Nuovo disco per gli italiani Constraint, che danno alla luce “Tides Of Entropy” in questo travagliato 2020.
Il sestetto porta nelle nostre case un platter composto da nove pezzi di symphonic prog metal ed impreziosito dall’ugola di Beatrice Bini. Un’altra caratteristica interessante è l’uso del violino sia come seconda chitarra, sia per momenti più virtuosi e solisti.

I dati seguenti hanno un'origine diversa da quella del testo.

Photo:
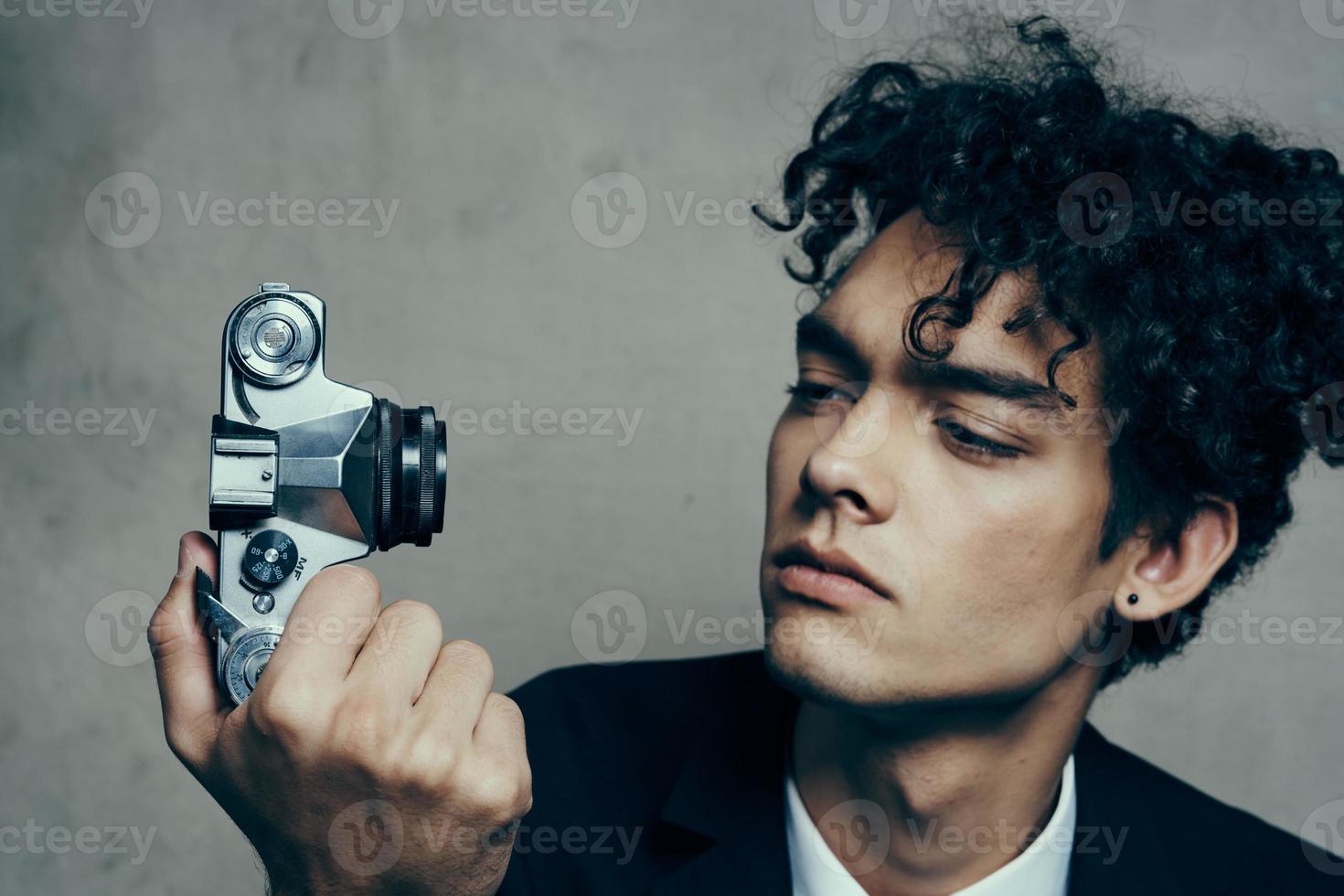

Il risultato è un platter compatto, con ottime individualità ma che penalizza la voce di Beatrice, a tratti dopo dietro nel mixing: questo è un problema, perché si sente la voce che viene risucchiata dalla sezione ritmica anziché svettare viste le qualità operistiche della singer nostrana. Infatti, dove questo non avviene, assistiamo a brani veramente emozionanti come per esempio “Leben ist Streben”: invito quindi la band a mettere più cura su questo elemento nel prossimo disco, in modo da enfatizzare più possibile le individualità del combo tricolore.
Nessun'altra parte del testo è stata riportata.